Ma “pace” non è solo assenza di armi che uccidono: è dignità di vita, speranza in un futuro migliore, cieli aperti all’orizzonte dell’esistenza di una persona e dei suoi cari, in particolare dei più piccoli e indifesi tra loro. Solo uno “sguardo contemplativo”, cioè penetrante al cuore dell’umano soffrire può condurre all’azione decisa e sapiente, responsabile e intelligente. Solo non guardando alle apparenze è possibile per tutti e per ciascuno – a partire da chi ha responsabilità nella polis, nazionale e mondiale – agire secondo le “quattro pietre miliari” indicate dal Pontefice: “Accogliere, proteggere, promuovere e integrare”. Altri verbi potrebbero affacciarsi al nostro pensiero, ma questi quattro hanno come destinatari i “migranti”, quegli esseri umani in carne e ossa, ricchi di sofferenze e di dignità che anelano a essere riconosciuti come tali e come tali ricevere accoglienza, protezione, promozione, integrazione.
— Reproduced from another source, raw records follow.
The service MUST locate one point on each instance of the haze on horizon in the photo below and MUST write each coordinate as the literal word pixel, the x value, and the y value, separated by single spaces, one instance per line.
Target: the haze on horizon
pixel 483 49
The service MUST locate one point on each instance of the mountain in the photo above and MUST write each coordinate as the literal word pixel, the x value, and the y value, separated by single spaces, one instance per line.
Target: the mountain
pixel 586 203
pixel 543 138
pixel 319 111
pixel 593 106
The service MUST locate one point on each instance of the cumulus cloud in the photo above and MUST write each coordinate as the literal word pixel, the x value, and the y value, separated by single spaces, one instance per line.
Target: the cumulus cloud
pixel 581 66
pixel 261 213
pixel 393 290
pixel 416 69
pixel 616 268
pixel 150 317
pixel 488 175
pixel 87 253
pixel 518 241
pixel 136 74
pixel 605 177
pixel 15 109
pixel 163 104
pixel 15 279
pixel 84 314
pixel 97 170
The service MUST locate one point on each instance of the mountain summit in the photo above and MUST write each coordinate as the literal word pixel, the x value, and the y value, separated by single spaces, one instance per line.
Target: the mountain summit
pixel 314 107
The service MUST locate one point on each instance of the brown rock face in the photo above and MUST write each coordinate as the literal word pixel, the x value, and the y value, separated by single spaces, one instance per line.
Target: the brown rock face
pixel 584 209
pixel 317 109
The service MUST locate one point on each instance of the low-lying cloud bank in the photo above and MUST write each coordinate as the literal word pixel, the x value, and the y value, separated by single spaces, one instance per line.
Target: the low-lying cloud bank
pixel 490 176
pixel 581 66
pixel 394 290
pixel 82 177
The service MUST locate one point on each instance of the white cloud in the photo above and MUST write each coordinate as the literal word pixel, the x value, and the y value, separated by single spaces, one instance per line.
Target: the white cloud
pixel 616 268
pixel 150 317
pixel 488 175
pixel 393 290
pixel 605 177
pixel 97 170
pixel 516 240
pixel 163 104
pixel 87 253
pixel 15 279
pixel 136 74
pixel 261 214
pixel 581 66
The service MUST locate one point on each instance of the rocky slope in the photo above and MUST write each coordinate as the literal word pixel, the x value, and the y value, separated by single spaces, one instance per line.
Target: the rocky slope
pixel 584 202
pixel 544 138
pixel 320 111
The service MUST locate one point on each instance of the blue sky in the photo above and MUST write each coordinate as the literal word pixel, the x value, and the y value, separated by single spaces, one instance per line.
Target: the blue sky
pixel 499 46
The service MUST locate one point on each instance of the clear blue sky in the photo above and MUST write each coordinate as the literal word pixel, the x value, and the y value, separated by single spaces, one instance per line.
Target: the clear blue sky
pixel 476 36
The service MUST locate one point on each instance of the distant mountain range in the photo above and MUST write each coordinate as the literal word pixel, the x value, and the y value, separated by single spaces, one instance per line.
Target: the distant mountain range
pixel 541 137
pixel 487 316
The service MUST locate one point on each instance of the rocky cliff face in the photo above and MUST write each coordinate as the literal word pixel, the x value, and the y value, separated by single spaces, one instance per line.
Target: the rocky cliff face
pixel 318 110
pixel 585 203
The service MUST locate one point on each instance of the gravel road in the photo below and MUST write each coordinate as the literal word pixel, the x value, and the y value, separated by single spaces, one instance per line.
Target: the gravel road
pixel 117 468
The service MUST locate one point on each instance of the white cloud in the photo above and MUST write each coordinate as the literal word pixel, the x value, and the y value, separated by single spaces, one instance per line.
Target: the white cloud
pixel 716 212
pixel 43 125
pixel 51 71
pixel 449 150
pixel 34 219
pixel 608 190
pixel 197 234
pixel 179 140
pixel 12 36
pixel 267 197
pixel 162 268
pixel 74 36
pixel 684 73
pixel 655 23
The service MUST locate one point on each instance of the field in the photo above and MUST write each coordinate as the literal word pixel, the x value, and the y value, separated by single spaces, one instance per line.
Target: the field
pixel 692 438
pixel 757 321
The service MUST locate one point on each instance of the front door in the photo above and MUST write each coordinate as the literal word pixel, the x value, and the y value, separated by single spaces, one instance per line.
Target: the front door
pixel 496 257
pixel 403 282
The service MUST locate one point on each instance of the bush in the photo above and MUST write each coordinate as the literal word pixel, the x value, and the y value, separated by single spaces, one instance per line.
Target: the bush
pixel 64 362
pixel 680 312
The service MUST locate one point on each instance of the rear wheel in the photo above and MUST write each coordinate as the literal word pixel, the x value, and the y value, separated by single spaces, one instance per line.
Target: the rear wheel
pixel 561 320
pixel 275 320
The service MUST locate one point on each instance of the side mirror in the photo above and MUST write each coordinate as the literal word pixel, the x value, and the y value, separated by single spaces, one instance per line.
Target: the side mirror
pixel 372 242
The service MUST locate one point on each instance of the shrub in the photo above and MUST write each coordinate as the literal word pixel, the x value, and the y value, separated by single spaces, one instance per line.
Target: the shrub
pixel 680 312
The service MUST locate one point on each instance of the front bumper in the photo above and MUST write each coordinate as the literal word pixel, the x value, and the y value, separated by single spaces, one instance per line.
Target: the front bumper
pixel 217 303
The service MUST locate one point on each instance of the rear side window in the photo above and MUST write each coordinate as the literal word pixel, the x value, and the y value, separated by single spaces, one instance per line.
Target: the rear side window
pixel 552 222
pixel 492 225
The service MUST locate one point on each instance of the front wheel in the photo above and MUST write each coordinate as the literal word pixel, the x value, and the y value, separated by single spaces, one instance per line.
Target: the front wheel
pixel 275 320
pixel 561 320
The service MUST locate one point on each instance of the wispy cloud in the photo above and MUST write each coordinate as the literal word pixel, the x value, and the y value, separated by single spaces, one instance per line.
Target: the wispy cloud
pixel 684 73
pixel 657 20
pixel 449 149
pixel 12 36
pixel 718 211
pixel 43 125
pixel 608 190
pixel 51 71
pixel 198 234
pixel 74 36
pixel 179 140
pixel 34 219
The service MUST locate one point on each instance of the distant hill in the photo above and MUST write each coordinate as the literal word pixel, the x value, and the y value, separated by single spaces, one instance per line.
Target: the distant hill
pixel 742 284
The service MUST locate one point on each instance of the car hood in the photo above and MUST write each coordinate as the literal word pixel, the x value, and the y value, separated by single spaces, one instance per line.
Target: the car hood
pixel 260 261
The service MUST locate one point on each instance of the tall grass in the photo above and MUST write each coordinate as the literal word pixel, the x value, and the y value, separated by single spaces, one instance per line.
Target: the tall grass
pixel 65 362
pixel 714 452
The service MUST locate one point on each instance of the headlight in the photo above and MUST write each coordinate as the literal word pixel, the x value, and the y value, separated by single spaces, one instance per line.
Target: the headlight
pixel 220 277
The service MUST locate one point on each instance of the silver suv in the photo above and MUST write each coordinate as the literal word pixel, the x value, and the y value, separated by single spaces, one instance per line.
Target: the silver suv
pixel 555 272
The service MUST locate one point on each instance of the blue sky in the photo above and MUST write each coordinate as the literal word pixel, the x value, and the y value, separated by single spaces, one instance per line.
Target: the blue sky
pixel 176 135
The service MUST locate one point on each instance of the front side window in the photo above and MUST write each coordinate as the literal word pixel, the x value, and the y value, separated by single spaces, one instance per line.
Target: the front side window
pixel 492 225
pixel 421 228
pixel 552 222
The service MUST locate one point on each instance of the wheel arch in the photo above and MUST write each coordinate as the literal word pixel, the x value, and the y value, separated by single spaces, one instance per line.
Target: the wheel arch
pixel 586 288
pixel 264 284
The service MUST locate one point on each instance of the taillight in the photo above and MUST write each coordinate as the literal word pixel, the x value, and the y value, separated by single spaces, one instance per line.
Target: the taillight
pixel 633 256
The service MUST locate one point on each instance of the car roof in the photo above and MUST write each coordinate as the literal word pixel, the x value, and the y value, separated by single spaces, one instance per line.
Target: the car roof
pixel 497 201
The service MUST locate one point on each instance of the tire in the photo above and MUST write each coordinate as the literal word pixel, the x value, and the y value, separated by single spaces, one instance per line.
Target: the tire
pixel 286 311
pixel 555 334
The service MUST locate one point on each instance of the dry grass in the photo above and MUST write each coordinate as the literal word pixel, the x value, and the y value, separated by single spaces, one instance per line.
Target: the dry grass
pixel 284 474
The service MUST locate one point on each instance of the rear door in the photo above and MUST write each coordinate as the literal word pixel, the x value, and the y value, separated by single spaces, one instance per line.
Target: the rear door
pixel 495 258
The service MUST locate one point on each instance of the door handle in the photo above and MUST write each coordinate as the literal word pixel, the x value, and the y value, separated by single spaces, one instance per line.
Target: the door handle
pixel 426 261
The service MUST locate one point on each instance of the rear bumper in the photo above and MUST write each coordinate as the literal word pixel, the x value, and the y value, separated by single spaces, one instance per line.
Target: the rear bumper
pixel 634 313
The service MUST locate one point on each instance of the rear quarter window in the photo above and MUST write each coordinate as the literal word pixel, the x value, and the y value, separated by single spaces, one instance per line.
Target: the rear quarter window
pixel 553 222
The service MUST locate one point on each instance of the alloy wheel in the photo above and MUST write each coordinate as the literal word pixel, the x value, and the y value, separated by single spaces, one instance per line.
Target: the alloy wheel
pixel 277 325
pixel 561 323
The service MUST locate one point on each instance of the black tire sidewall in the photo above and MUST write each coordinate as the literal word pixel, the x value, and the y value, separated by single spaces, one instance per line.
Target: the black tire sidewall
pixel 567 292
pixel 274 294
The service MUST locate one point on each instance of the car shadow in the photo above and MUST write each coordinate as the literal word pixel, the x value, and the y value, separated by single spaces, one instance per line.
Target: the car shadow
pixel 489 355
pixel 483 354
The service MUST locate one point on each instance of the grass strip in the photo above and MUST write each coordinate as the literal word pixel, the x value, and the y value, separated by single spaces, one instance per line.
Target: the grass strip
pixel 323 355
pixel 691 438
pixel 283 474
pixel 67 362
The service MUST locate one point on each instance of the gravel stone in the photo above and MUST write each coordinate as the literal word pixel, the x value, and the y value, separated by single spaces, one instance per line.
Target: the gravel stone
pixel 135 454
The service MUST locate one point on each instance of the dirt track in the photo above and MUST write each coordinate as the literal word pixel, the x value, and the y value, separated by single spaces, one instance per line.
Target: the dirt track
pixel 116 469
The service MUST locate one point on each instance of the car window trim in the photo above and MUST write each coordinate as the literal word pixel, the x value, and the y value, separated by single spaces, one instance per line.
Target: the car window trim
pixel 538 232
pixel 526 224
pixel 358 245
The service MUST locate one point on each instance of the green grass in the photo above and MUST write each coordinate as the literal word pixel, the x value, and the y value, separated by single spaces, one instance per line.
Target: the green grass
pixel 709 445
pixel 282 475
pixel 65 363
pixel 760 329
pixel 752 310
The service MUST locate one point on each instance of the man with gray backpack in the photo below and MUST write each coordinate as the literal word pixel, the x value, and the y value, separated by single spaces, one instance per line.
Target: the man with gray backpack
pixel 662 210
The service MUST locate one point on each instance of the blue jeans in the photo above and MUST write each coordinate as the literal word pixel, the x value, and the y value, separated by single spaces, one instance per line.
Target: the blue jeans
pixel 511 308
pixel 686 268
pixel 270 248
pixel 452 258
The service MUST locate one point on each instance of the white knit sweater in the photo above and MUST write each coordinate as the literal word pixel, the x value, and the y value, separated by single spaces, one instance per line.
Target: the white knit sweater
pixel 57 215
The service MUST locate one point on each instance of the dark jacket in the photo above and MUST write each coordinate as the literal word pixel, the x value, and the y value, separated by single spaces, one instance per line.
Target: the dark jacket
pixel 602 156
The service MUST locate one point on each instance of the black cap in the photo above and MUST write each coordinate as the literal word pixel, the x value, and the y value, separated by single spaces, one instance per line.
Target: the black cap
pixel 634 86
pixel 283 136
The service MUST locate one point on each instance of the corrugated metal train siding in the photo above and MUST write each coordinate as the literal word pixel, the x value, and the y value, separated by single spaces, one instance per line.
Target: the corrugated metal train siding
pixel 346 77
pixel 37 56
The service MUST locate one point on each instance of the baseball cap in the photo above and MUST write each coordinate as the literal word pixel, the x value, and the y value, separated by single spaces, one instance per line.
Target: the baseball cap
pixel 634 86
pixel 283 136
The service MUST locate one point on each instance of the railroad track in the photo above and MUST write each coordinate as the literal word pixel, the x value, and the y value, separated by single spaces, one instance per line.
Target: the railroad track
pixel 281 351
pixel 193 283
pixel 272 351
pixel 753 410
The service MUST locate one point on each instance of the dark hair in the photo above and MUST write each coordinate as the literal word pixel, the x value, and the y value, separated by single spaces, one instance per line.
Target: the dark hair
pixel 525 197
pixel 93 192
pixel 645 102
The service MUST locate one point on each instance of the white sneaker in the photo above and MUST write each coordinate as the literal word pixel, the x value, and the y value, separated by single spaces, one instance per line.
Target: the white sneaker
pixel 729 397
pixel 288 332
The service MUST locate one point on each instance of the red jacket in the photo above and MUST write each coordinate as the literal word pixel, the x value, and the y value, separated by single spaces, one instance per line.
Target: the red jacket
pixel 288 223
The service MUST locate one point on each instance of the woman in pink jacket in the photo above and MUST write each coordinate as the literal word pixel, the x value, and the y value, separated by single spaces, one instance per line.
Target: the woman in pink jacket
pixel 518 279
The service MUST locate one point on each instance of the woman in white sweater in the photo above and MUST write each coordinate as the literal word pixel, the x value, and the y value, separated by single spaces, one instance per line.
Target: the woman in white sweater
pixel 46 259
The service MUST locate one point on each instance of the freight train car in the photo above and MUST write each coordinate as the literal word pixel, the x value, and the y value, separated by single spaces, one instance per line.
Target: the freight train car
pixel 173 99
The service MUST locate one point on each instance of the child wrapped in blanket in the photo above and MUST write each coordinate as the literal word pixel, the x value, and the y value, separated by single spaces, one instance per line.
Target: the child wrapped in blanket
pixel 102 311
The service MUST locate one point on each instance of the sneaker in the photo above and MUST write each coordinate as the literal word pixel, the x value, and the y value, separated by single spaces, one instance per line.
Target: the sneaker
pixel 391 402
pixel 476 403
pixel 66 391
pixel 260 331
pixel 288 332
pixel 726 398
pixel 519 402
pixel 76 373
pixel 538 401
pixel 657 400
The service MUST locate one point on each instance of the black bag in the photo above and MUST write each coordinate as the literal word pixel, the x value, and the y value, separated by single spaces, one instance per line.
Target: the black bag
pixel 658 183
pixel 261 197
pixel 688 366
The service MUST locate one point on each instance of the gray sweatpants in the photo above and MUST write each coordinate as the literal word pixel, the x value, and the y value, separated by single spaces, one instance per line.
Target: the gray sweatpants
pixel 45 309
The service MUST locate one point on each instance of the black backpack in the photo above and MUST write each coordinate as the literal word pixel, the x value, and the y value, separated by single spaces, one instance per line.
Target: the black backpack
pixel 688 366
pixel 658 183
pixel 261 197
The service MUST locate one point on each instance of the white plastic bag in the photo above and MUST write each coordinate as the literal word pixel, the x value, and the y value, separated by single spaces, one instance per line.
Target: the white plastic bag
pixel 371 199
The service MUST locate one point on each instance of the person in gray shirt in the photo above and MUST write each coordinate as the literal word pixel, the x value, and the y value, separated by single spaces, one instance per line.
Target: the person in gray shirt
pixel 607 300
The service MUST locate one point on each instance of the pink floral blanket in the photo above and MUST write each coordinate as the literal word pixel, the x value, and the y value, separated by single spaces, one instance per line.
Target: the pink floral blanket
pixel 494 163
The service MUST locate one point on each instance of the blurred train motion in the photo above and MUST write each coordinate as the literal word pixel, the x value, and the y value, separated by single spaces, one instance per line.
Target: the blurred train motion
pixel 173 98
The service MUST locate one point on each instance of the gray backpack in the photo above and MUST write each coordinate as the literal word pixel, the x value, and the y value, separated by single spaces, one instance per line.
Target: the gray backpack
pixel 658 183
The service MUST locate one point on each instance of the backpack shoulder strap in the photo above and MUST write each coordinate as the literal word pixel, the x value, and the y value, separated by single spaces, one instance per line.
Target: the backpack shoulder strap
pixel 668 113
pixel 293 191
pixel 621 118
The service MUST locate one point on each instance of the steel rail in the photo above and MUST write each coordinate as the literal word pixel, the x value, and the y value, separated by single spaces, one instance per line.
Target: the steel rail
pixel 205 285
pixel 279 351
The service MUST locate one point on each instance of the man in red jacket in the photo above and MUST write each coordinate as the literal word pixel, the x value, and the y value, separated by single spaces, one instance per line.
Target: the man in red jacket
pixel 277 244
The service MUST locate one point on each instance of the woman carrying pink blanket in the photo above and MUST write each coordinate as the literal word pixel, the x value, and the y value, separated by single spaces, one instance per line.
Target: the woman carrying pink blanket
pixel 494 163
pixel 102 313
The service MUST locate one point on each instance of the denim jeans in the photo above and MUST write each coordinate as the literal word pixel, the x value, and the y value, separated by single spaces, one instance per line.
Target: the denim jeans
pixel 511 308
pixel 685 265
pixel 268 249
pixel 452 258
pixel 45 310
Solo in quest’ottica è possibile far cadere la fallace e autogiustificatoria divisione tra quanti fuggono la guerra e quanto fuggono la fame o i disastri ambientali. Del resto è la macrothymia, il “pensare in grande”, la “lungimiranza”, l’abbracciare la complessità della vita che consente di intuire e perseguire piste di soluzione non scontate.
Da questo sguardo appassionato e compassionevole – proprio cioè di chi com-patisce assieme a chi soffre – nasce l’audace proposta di papa Francesco per “due patti globali, uno per migrazioni sicure, ordinate e regolari, l’altro riguardo ai rifugiati”, da stipularsi sotto l’egida delle Nazioni Unite: migrazioni sicure quindi e non mortifere, ordinate e non caotiche, regolari e non gestite da mercanti di esseri umani.